Preclinical evaluation of a Potent Novel Human Cytomegalovirus Lead Drug Candidate – PRECYVIR

The current pandemic made it clear how important antiviral drugs are; not only against coronaviruses, but against many other families of viruses as well, which can lead to life-threatening conditions, especially in children. As French experts in antiviral drug research and development, the fight against viruses is our priority.
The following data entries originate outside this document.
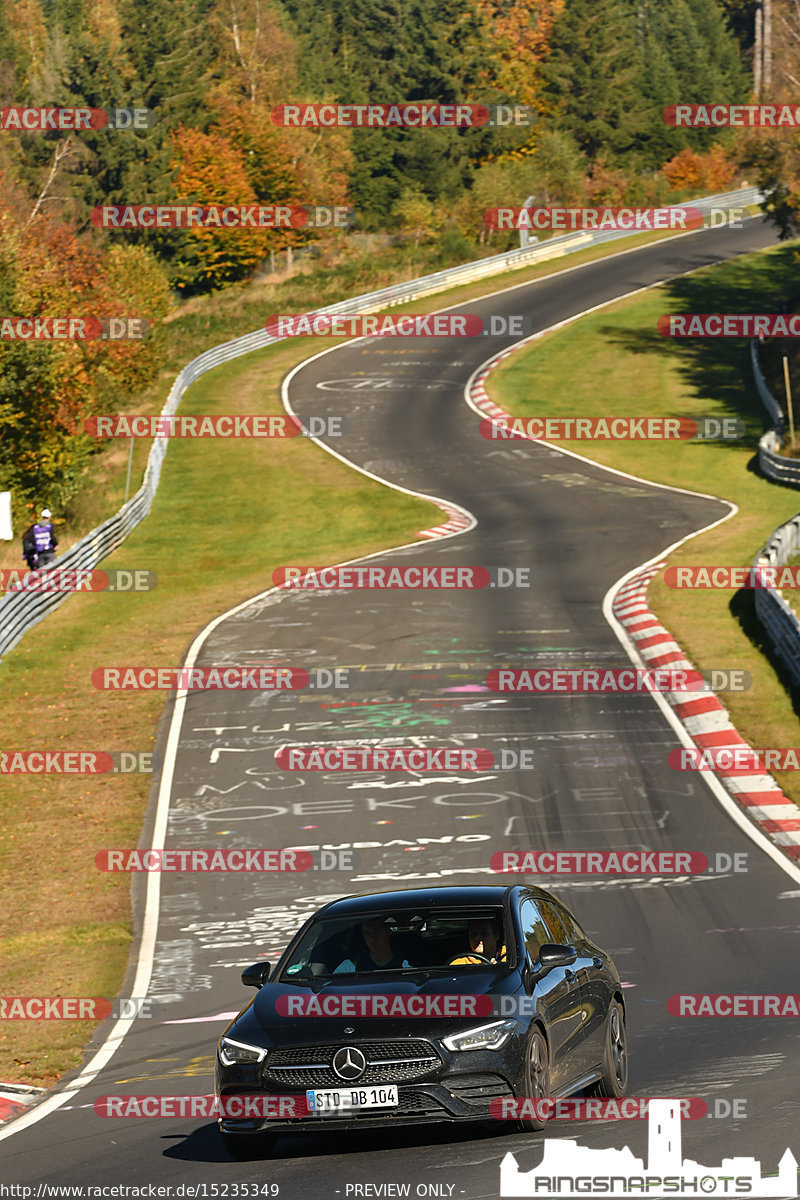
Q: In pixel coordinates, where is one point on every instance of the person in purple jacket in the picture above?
(44, 539)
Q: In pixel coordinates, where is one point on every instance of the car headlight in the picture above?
(485, 1037)
(239, 1053)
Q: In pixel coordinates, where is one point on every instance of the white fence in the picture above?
(23, 610)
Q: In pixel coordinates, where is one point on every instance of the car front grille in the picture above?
(388, 1062)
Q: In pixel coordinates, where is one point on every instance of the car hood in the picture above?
(263, 1024)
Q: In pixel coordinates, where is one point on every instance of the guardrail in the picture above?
(775, 466)
(22, 610)
(775, 613)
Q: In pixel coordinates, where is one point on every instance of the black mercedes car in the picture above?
(444, 1003)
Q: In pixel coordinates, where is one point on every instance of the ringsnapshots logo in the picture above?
(222, 216)
(232, 678)
(47, 120)
(405, 325)
(275, 425)
(620, 220)
(402, 115)
(571, 1170)
(613, 429)
(411, 579)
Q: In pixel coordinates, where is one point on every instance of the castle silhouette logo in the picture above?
(570, 1170)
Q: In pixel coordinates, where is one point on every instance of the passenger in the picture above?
(485, 937)
(378, 939)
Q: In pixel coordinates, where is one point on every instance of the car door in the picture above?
(560, 996)
(595, 985)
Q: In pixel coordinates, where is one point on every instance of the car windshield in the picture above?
(398, 940)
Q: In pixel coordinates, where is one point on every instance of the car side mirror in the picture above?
(256, 976)
(552, 955)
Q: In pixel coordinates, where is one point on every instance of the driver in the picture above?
(378, 940)
(485, 937)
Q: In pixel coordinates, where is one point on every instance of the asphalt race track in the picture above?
(417, 664)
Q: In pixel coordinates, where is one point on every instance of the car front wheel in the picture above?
(537, 1079)
(614, 1077)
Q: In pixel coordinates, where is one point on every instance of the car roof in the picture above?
(451, 897)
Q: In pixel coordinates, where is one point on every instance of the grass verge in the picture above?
(618, 365)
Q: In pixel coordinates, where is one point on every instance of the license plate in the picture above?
(344, 1098)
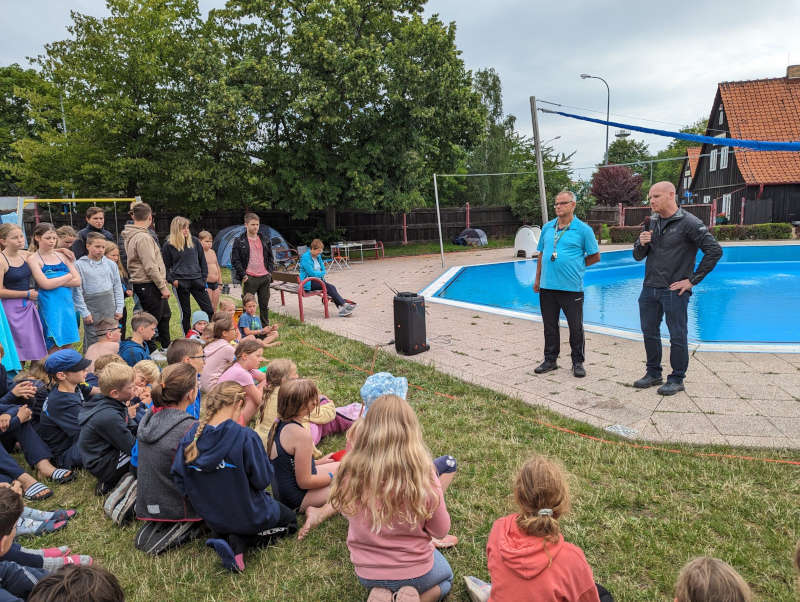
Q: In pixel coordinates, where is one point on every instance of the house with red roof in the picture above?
(750, 186)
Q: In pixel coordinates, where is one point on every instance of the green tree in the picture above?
(525, 195)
This multidisciplinary project focuses on the development of a potent novel lead drug candidate, LAVR-289, which has excellent activity against DNA viruses and strong potential for use in treating human cytomegalovirus (hCMV). hCMV infects a large part of the world population and can be severe when it affects an unborn child or a person with a weak immune system activity (recent transplant recipient). hCMV is a major cause of morbidity and mortality in congenital infections, transplant recipients (solid organ and hematopoietic cell). Due to the limitations involved by current drugs (toxicity, prophylaxis, and emergence of resistances) there is still much room for innovation for potent new antiviral, with higher genetic barrier to resistance and enhanced availability. We recently patented a new family of acyclic nucleoside phosphonates bearing a (E)-4-phosphono-but-2-en-1-yl skeleton. Among them, LAVR-289 exhibits a highly potent broad antiviral activity against various DNA virus. As measured by in vitro, in vivo, ex vivo data (produced by this consortium), LAVR-289 has an EC50 in the nanomolar concentration range (10-9 mol) against hCMV, e.g. 100 times more active than standards.

PreCyVir, a consortium of 3 partners experts in antiviral chemistry, in HCMV biology and pathology and in pharmacokinetic, aims to push the LAVR-289 development from TRL-3 to TRL-4/5. The tasks required for preclinical evaluation are :

(1) Chemical process to produce several grams of LAVR-289, the synthesis of the phosphorylated metabolites and expected one also. We will address its physicochemical profile and estimate its enzymatic stability in different biological fluids;

(2) The in vitro LAVR-289 efficacy and potency, alone or in combination with the other antivirals, will be explored on wild-type and GCV, CDV, FOS, LTV or MBV-resistant strains, and its cytotoxicity on growing and confluent cells will be assessed on various cell-types (including mitochondrial toxicity). Ex vivo LAVR-289 efficacy and potency will be addressed in a congenital hCMV infection context, use a floating villi explant model from 1st trimester placenta. The LAVR-289 efficacy and potency in vivo will be done on a unique specific SCID-Hu mouse model by subcutaneously grafting the infected human placental villi. hCMV strains will be passaged in cell culture in presence of increasing concentrations of LAVR-289 to determine the time–to–resistance. The mechanism of action will be determined;

(3) Concentrations of LAVR-289 and its respective metabolite (diphosphate, triphosphate) will be determined in extracellular matrices (medium and plasma) using a UPLC-MS/MS method. The pharmacokinetic profile in mice ((Cmax, Cmin AUC,…) will be determined by a non-compartmental analysis; the penetration of LAVR-289 and its metabolites will be determined in cerebrospinal fluids and/or brain tissue, in parallel of the blood plasma compartment, as well as in an ex vivo placental transfer mode.

All these tasks will be realized through some innovative analytical/biological method developments as well as unique animal model. At the end of this project, we will have all required data to decide if LAVR-289 can enter into Investigational New Drug program, with further development necessary to obtain the permission of regulatory authorities to begin human clinical testing.